No Peru, por cerca de 0,2% (aproximadamente 39 mil votos) Pedro Paulo Kuczynski derrotou Keiko Fujimori no segundo turno das eleições presidenciais. Na semana anterior ao pleito, pesquisas apontavam vantagem de 6% para Fujimori. Economista de renome internacional nos círculos neoliberais, Kuczynski recebeu o apoio de diversos setores políticos na reta final da campanha, inclusive da candidata de esquerda Veronika Mendoza, e de organizações da sociedade civil contra a volta do fujimorismo ao governo peruano. Do ponto de vista internacional, o novo governo deve dar continuidade à política de alinhamento com os EUA e de participação em tratados de livre comércio, já bastante presentes no país.

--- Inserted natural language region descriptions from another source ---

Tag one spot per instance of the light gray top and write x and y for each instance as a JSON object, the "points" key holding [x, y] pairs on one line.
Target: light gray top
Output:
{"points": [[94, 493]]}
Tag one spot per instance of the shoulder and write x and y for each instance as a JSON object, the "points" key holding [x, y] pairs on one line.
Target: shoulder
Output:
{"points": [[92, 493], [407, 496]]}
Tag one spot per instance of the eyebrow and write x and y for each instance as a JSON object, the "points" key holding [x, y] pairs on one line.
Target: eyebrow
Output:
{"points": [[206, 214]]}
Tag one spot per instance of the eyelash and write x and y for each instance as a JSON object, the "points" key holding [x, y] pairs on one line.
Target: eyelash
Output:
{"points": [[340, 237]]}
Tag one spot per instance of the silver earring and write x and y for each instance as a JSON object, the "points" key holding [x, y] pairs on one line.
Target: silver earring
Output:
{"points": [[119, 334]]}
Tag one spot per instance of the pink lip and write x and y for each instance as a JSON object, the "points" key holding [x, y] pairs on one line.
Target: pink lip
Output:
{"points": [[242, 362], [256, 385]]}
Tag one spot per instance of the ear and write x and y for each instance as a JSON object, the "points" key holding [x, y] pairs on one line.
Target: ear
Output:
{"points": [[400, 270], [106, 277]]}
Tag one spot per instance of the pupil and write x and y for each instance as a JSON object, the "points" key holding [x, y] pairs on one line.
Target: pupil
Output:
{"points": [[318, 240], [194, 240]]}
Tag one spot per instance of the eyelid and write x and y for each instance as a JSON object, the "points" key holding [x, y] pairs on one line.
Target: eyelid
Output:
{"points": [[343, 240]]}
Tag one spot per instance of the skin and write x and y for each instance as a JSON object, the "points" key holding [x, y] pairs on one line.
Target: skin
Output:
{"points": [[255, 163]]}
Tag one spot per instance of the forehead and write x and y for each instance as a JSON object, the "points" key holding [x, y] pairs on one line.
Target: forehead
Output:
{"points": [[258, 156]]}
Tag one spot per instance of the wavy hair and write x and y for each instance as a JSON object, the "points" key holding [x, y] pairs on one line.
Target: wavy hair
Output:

Na Venezuela, as tensões políticas se acirraram nas últimas semanas, quando o secretário-geral da Organização dos Estados Americanos (OEA), Luis Almagro, apoiado pela oposição venezuelana, publicou um informe solicitando uma reunião do Conselho Permanente da organização para analisar “alteração da ordem constitucional e como ela afeta a ordem democrática”, à luz da Carta Democrática Interamericana. A escalada de tensões provocada por Almagro teve lugar em meio a tentativas de mediação já em curso na República Dominicana, onde o ex-primeiro-ministro espanhol, José Luis Zapatero, e os ex-presidentes Martin Torrijos (Panamá) e Leonel Fernández (República Dominicana) têm conversado separadamente com governo e oposição, numa iniciativa proposta pelo secretário-geral da Unasul. A reação rápida veio da parte da chancelaria argentina que, na presidência rotativa do conselho permanente, patrocinou uma declaração mais conciliatória, aprovada por todos os membros da OEA, oferecendo ajuda para um diálogo inclusivo e apoio à iniciativa de mediação de Zapatero, Torrijos e Fernández. A iniciativa argentina chamou a atenção, considerando os discursos iniciais bastante críticos de Macri ao governo de Nicolas Maduro. A novidade tem sido interpretada dentro da estratégia da chanceler Susana Malcorra de construir apoio para sua candidatura ao cargo de secretária-geral da Organização das Nações Unidas (ONU), onde já serviu como chefe de gabinete do atual secretário Ban Ki-Moon antes de assumir o ministério, em dezembro passado. Por um lado, o episódio levanta a possibilidade de um maior protagonismo da Argentina nas questões políticas regionais, num momento em que o Brasil busca justamente o afastamento. Pelo lado venezuelano, contudo, uma posição otimista sobre a resolução da crise seria prematura. A instabilidade política e a fragilidade da tentativa de mediação continuam, uma vez que setores da oposição jogam contra o diálogo, vide a decisão da Mesa de Unidade Democrática de se ausentar da última rodada de conversas na República Dominicana, no dia 7 de junho.